MONTROSE ENVIRONMENTAL GRP INC (MEG)
Sector: Industrials
2026 Annual Meeting Analysis
MONTROSE ENVIRONMENTAL GRP INC · Meeting: May 6, 2026
Directors FOR
1
Directors AGAINST
2
Say on Pay
FOR
Auditor
FOR
Director Elections
Election of Three Directors to Hold Office Until the 2027 Annual Meeting of Stockholders
Against Analysis
Mr. Graham has served on the board since June 2017, meaning his tenure fully covers the three-year period during which MEG's stock fell roughly 33% while the Russell 2000 index (^RUT — Russell 2000) rose about 43% — a gap of approximately 76 percentage points, far exceeding the 30-point trigger threshold for companies with negative absolute returns; the five-year record is equally poor (MEG down ~47% vs the benchmark), confirming this is sustained underperformance rather than a temporary dip, so no mitigating downgrade applies.
Mr. Perlman has served as a director since 2013 and as non-executive Chairman since 2019, meaning his tenure spans the entire underperformance period during which MEG's stock fell roughly 33% while the Russell 2000 index (^RUT — Russell 2000) rose about 43% — a gap of approximately 76 percentage points that far exceeds the 30-point trigger threshold for companies with negative absolute returns; as Chairman, he bears particular responsibility for board oversight of this sustained value destruction, and the five-year record (-47% vs the benchmark) confirms no recovery trend, so the vote remains AGAINST.
For Analysis
Mr.
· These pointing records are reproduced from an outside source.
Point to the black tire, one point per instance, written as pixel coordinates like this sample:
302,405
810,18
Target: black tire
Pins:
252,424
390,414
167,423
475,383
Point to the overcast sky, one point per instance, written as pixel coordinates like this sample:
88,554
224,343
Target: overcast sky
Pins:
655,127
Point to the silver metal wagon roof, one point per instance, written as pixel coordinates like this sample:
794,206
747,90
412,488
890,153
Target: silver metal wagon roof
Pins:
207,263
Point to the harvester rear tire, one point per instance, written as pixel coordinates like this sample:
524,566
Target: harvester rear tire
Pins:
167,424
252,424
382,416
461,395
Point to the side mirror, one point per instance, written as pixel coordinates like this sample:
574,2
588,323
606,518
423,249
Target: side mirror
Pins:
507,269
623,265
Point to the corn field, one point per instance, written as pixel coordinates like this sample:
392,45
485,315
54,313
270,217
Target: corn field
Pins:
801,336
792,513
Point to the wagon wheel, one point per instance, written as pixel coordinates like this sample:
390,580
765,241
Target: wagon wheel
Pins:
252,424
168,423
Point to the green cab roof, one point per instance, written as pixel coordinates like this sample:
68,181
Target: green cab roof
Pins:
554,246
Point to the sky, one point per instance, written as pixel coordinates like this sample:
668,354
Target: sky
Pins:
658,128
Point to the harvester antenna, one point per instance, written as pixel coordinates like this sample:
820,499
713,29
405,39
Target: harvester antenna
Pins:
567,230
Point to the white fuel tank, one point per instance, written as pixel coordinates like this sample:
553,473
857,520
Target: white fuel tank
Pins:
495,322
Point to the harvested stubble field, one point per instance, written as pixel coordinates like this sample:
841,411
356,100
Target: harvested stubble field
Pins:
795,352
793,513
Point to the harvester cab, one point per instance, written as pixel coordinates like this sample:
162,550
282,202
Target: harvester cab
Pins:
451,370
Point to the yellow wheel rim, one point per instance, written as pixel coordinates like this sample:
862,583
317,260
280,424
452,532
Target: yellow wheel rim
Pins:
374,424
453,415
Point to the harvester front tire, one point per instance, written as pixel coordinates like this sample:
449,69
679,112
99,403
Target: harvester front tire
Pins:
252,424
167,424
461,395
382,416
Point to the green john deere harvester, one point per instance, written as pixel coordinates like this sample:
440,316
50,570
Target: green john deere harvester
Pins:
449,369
Colman joined the board in February 2025, which is within the 24-month new-director exemption window, so the TSR underperformance trigger does not apply to him; he also brings strong financial expertise as a former PricewaterhouseCoopers partner with nearly 40 years of experience and no overboarding or attendance concerns.
Of the three Class III director nominees standing for election to one-year terms, Vincent Colman receives a FOR vote because he joined the board in early 2025 and falls within the 24-month new-director exemption from the stock performance trigger. Peter Graham (director since 2017) and Richard Perlman (director since 2013, Chairman since 2019) both receive AGAINST votes because MEG's stock has lost roughly 33% over three years while the Russell 2000 index (^RUT — Russell 2000) gained approximately 43%, a gap of about 76 percentage points that far exceeds the 30-point policy threshold, and the five-year record is equally poor, confirming sustained rather than temporary underperformance.
Say on Pay
✓ FORCEO
Vijay Manthripragada
Total Comp
$3,149,000
Prior Support
87.3%%
The prior year Say on Pay vote received strong support at 87.3%, well above the 70% threshold that would require a response, and the company has maintained a meaningful clawback policy with a three-year lookback. CEO total compensation of $3,149,000 for fiscal 2025 — consisting of a $950,000 base salary (30% of total) and $2,185,000 cash bonus (69% of total) with no new equity granted in 2025 — reflects a pay mix that is heavily variable and performance-driven, as the cash bonus was paid at maximum (200% of target) only because the company exceeded its adjusted EBITDA target by more than 7%, satisfying a formulaic plan with a genuine performance hurdle plus required strategic deliverables. While MEG's stock has significantly underperformed the Russell 2000 index (^RUT — Russell 2000) over three years, the variable pay here was tied to an internal EBITDA metric rather than stock price, the company is actively developing a new long-term incentive plan with at least 50% performance-based awards beginning in 2027, and the aggregate pay level does not appear materially above benchmark for a CEO at a company of this size and sector, so the pay-for-performance structure passes the policy screens despite the poor stock performance.
Auditor Ratification
✓ FORAuditor
Deloitte & Touche LLP
Tenure
10 yrs
Audit Fees
$1,647,000
Non-Audit Fees
$0
Deloitte has audited MEG since 2016 (approximately 10 years), well below the 25-year tenure threshold that would raise independence concerns; non-audit fees in 2025 were zero, meaning the non-audit fee ratio is 0% — far below the 50% threshold — so no independence concern exists, and Deloitte is a Big Four firm appropriate for a company of MEG's size and complexity.
Overall Assessment
MEG's 2026 annual meeting ballot contains three proposals: the auditor ratification earns a FOR vote given zero non-audit fees and a tenured Big Four firm, and the Say on Pay earns a FOR vote given strong prior-year support, a genuinely performance-driven bonus structure, and a credible commitment to a new long-term incentive plan. However, two of the three director nominees — Chairman Richard Perlman and Compensation Committee Chair Peter Graham — receive AGAINST votes because MEG's stock has dramatically underperformed the Russell 2000 index (^RUT — Russell 2000) over both three and five years, reflecting sustained value destruction that the board has not reversed during their lengthy tenures.